Because DLA is based on care needs not diagnosis. Sight issues are more black and white than ASD and to have a diagnosis of a sight issues I would imagine is a lot quicker than ASD, though depending on how bad your child sight is I would suggest you appeal the rate they were awarded as care needs to someone who is partially sighted I would expect to be at least middle rate and also low mobility. You can find the DLA low middle and high rate criteria’s online to see based on your day to day experience with your child what rate you believe they are entitled to, often just appealing the rate they’ll up it, sometimes you will need to go to tribunal, just try and have conversations when with your child’s Drs and specialists around what additional care you and others around them need to provide as that should be mentioned in the letters which you can then provide as evidence.
My 2 year old who is undiagnosed is in reciept of HRC due to suspected ASD and ADHD. I was back and forth to the Drs/HV/early help about his lack of sleep and behaviours long before I learnt that he didn’t need a diagnosis for DLA, he’s extremely clever and high functioning, talking full conversations from 16 months but his sleep is almost none existent, especially for me as a lone parent with little support. He’s very violent and obsessive over things but he’s hit all his milestones. I feel like I can’t ever relax around him as if left to his own devices for even seconds he will bite himself until he bleeds/other people until they bleed, he’s given lots of people black eyes, I have to get eye surgery because of him, he destroys everything in sight, because all this was documented long before application they awarded him HRC immediately and backdated it to around his 2nd birthday.

JessicaRabbit6 · 22/07/2025 21:59

I would stay away from private unless you can afford the medication for your children each month. Shared care is becoming harder. My GP even discouraged this route due to this and asked for my child’s referral to be expedited instead.

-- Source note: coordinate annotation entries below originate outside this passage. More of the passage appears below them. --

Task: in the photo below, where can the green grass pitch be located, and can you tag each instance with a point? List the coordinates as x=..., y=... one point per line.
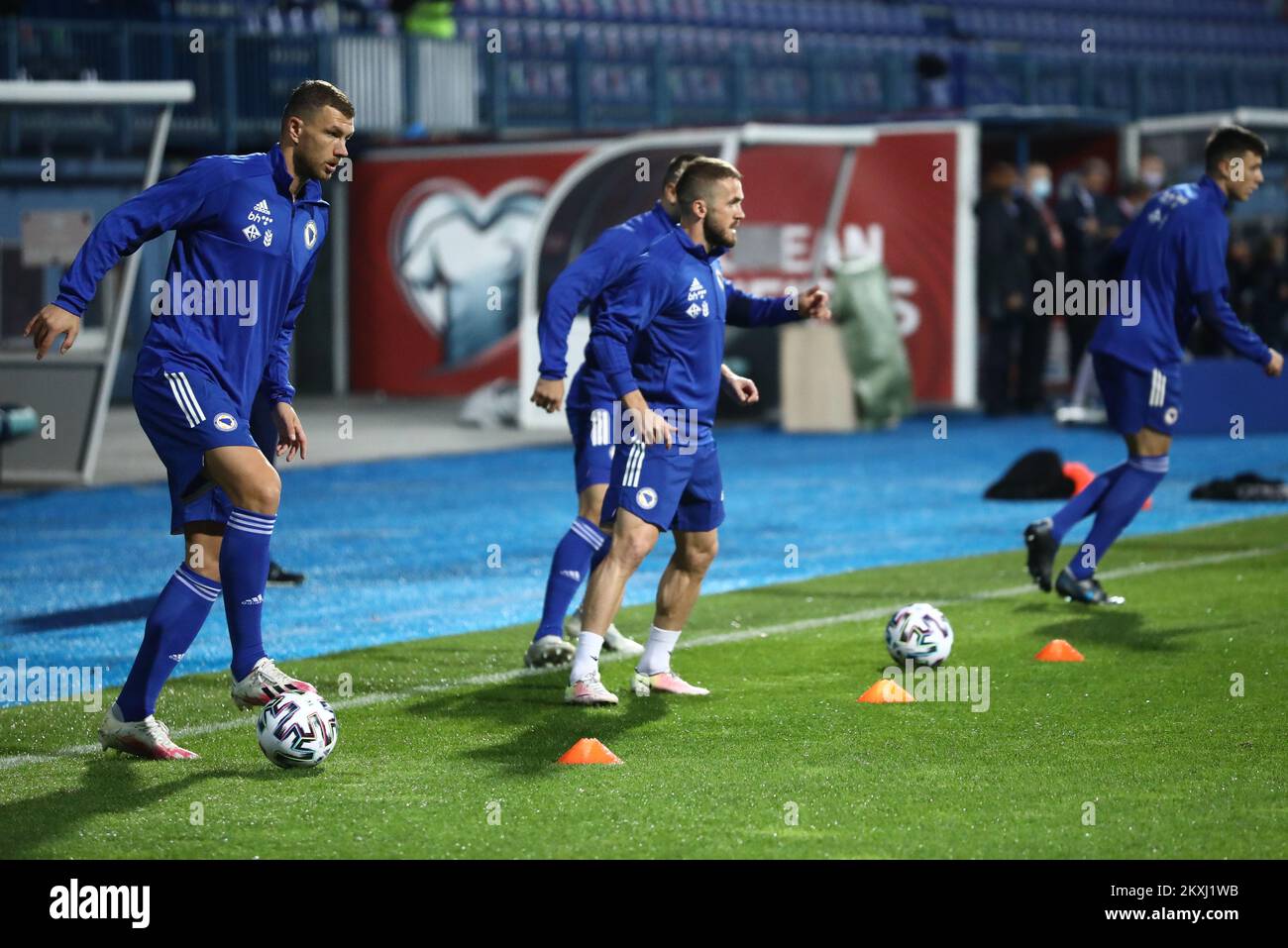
x=1145, y=750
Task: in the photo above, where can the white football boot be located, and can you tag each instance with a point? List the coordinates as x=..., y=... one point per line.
x=147, y=738
x=589, y=690
x=549, y=652
x=265, y=683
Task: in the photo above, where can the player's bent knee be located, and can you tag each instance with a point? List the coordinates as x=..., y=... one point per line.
x=698, y=558
x=261, y=492
x=1150, y=443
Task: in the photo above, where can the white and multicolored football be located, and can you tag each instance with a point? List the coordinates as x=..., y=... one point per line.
x=921, y=633
x=297, y=729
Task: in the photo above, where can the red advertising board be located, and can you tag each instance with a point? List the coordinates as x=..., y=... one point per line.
x=437, y=244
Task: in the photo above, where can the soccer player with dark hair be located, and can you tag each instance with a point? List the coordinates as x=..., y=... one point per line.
x=1176, y=249
x=590, y=412
x=660, y=342
x=248, y=227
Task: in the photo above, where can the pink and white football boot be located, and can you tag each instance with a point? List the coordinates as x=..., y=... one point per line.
x=665, y=682
x=265, y=683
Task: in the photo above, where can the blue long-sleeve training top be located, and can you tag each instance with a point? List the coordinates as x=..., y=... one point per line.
x=1175, y=248
x=584, y=282
x=244, y=254
x=664, y=322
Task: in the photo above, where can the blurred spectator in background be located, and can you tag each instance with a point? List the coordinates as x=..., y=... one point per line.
x=1005, y=283
x=1132, y=198
x=1269, y=313
x=1090, y=220
x=1151, y=171
x=1043, y=247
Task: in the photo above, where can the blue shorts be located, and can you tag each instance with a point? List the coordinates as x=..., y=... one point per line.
x=1133, y=398
x=668, y=488
x=592, y=445
x=184, y=414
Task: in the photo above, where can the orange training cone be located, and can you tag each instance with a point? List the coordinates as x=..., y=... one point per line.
x=589, y=751
x=1080, y=474
x=885, y=691
x=1059, y=651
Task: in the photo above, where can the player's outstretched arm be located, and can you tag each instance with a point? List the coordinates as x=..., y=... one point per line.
x=179, y=201
x=1218, y=313
x=290, y=432
x=738, y=386
x=745, y=309
x=48, y=325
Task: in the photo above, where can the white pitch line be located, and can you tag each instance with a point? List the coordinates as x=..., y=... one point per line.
x=496, y=678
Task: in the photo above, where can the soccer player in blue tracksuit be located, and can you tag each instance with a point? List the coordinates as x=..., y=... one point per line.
x=248, y=233
x=660, y=342
x=1175, y=248
x=590, y=411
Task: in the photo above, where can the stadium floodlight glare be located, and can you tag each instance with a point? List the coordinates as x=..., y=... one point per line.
x=25, y=381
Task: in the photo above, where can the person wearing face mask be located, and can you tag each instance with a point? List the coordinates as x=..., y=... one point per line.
x=1151, y=172
x=1043, y=247
x=1004, y=283
x=1091, y=220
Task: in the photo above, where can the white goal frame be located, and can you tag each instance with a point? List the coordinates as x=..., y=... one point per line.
x=165, y=95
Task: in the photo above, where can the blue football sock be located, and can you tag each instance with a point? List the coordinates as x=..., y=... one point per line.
x=1085, y=502
x=597, y=556
x=1117, y=509
x=171, y=627
x=244, y=569
x=568, y=567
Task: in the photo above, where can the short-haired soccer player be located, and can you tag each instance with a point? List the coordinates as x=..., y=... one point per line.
x=1176, y=249
x=660, y=343
x=248, y=231
x=590, y=412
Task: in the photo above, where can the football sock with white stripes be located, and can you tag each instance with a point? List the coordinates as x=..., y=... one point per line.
x=1085, y=502
x=1121, y=504
x=244, y=567
x=657, y=651
x=568, y=567
x=171, y=627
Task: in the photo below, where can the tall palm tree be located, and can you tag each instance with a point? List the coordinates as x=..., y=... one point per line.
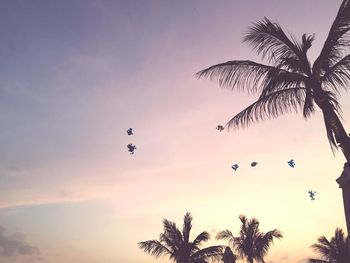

Soberfutures · 22/07/2025 22:05

Kazzybingbong · 22/07/2025 21:07

She’s entitled to £400 and she can spend it on supporting her child in which ever way she sees fit.

Why would you even say that?

Because I understand how many other things can help a child with issues as I have SEN children myself. So I was signposting other things she may not realise about that are free and a less cost. Therefore freeing up the 400 to spend on other things the child may need. She is fully entitled to spend how she feels will benefit the children the best way especially as she knows them better than a stranger on the Internet. I have also been in a situation where fighting for an EHCP was tiring and being let down by mainstream schools, so if this was one of the issues I was wanting to give advice and support. No idea why I have seemed to offended you. I at no point suggested she was wrong or should give her husband money.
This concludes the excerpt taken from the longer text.